O hırsla evden ayrılarak Nilgün baba evine döndü. Acaba onu rahat bırakacaklar mıydı? Gelip babasının kapısına dayanacak mıydı? Nilgün’ün kafasını yoran bu düşünce onu hasta etti ve Nilgün günlerce hasta yattı; günden güne sararıp soluyordu. Geldiği için mutluydu ama hayatı alt üst olmuştu.
Bir gün annesi onu doktora götürüp nesi olduğunu anlamak istediğinde doktor onlara kızıp bağırıyordu!
-- Siz hiç mi acımadınız şu kadar çocuğu evlendirmişsiniz? Hamile üstelik ama maalesef bebek ölmüş! Bir yerden mi düştü, bir darbe mi oldu da bebek öldü? Hemen ameliyata almamız lazım. Değilse kızınız zehirlenebilir ve ölür. Hayati önem taşıyor!..
Ruhu ve kalbi kararmış eşi;
-- Bebeği aldırırsak şikayet ederler. Biz götürelim, onlar ne yapıyorsa yapsın’’ dedi. Nilgün’ e bir gün bile mutluluk tattırmayan ve her gününü cehenneme çeviren zalim eşinin sözünü nedense onu dinliyordu.
Nilgün’ü hastahaneden alarak baba evine götürdüler. Babası damadını çağırarak Nilgün’ü evine götürmesini istedi. Çok geçmeden de zalim kocası hiç bir şey olmamış gibi sırıtarak eve geldi. Babası ile diğer odada ikili bir görüşme yaptılar. Babası, Nilgün’ün gözlerinin içine bakarak ’’ben onunla konuştum, korkma!’’ dercesine başını salladı. Babasının bakışlarına hiç bir şey demeden boynunu sola büktü. Nilgün başına gelecekleri iyi biliyordu ama atasına karşıda gelemiyordu.
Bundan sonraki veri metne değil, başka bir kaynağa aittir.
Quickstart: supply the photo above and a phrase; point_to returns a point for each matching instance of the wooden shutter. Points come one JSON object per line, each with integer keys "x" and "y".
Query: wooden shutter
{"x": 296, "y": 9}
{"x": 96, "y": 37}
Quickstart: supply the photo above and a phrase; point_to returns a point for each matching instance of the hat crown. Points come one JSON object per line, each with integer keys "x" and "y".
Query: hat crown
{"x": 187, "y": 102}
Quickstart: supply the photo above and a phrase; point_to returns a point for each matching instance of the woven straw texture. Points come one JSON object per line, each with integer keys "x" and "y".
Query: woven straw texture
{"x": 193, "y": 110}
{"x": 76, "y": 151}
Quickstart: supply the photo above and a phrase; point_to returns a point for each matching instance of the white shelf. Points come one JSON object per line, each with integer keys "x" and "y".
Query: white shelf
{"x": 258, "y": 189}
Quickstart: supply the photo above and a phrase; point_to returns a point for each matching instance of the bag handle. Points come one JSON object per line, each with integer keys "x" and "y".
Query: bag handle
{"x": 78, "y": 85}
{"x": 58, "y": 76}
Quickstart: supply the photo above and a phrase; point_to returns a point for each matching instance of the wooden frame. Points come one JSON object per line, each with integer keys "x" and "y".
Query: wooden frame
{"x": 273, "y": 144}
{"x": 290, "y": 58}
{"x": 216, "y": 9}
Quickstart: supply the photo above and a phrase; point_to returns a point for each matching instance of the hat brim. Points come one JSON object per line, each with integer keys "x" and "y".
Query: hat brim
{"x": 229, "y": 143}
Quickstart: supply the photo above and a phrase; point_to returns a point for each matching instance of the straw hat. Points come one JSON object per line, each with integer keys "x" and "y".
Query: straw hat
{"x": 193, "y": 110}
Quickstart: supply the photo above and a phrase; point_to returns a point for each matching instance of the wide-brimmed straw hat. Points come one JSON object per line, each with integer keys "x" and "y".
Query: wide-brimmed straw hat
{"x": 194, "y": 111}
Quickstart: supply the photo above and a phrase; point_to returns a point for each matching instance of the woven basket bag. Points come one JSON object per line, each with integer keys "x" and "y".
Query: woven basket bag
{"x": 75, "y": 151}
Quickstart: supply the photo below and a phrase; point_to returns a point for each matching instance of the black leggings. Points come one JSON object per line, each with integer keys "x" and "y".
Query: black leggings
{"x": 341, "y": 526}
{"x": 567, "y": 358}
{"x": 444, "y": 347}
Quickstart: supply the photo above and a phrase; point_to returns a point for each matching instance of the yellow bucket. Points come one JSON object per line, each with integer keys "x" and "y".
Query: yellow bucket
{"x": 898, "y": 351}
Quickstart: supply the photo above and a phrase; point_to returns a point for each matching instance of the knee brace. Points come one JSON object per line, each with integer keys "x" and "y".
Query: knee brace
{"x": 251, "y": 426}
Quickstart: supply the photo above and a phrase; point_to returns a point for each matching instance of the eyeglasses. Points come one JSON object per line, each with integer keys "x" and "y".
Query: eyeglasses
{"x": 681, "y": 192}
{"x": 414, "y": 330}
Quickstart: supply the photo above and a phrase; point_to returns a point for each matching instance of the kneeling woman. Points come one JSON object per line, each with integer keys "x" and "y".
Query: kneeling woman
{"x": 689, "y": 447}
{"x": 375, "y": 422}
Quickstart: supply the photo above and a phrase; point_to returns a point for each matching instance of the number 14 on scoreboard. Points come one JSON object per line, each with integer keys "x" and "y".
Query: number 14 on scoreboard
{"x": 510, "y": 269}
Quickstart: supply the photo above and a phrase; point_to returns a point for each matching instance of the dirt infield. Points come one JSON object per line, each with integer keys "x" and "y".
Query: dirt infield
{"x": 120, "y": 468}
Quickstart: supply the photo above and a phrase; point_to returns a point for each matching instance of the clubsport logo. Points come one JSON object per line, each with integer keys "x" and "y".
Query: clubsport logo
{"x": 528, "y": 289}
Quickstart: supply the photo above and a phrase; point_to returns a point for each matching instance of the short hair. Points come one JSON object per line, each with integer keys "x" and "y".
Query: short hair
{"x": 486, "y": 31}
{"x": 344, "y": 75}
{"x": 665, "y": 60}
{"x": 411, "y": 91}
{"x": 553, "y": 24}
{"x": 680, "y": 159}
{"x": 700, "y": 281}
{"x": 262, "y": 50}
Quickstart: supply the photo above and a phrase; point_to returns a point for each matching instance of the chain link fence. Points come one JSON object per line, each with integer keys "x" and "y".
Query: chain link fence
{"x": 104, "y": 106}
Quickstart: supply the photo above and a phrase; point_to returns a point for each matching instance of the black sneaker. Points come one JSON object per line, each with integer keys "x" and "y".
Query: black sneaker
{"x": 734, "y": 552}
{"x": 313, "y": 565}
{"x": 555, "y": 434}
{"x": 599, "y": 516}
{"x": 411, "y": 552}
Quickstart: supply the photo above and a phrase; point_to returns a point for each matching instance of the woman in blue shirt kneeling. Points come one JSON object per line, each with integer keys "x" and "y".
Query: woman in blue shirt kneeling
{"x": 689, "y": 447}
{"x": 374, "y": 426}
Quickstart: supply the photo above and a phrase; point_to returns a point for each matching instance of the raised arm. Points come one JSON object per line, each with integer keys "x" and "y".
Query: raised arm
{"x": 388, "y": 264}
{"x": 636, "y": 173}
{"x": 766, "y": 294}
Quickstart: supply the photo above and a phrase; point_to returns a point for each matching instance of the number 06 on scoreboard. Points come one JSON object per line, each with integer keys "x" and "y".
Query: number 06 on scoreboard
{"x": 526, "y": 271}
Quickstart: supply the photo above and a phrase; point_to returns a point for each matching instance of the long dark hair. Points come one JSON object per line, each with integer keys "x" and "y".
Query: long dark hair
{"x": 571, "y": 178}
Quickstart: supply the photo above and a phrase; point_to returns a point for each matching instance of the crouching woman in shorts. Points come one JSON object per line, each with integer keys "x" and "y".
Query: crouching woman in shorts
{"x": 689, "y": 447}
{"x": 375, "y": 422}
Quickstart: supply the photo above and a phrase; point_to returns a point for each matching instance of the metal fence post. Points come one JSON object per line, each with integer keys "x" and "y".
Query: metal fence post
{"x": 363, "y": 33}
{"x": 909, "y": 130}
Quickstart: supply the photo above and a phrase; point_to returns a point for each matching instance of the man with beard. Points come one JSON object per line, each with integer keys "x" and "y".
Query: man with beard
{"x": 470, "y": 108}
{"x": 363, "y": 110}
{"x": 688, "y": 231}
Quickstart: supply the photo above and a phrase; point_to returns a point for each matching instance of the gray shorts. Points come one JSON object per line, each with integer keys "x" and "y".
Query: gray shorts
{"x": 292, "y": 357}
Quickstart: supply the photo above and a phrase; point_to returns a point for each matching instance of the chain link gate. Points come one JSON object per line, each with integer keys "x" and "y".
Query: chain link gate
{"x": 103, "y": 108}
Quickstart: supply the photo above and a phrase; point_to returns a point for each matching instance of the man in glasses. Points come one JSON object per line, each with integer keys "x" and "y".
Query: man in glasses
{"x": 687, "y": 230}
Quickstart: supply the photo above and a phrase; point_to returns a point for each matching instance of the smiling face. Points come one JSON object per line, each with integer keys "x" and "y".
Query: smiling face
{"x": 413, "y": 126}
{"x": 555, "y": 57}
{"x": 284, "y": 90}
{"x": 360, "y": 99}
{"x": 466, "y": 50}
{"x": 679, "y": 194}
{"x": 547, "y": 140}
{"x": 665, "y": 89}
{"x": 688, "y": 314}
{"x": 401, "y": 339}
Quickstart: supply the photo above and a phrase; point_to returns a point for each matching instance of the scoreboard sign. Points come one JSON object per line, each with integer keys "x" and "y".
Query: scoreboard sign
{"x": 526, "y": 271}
Nilgün, gözyaşları arasında istemeye istemeye evine döndü Sancıları eksilmiyor, aksine artıyordu. Önceden babası ile eşinin ayarladıkları doktor bile denmeyecek biri ile anlaşmışlardı gizlice. Nilgün dahil hiç bir aile fertlerinin haberi yoktu. Babasını telefonla eve çağıran damadı onu evden alarak anlaştıkları doktora götürerek gizlice çocuğu aldırdılar. Nilgün, ne acılar çekmişti kürtaj yapılırken. Canı çıkıyormuş sanmıştı bir ara. O kadar kötü duruma düşmüştü ki çocuğu alırken doktor kılıklı sahtekâr. O halde, acılar içinde kıvrıla kıvrıla eve gittiler. Yatak odasına bırakıp çıkıp gittiler babası ve eşi. Ona yardım edecek hiç bir kimseyi de bırakmamışlardı eve. Annesini veya kıs kardeşlerinden birini dahi getirselerdi yarasına, sancısına merhem olurlardı ama vicdanı olmayan bir eş, duyarsız bir bana olunca kaderine razı olmak zorunda kalıyordu Nilgün!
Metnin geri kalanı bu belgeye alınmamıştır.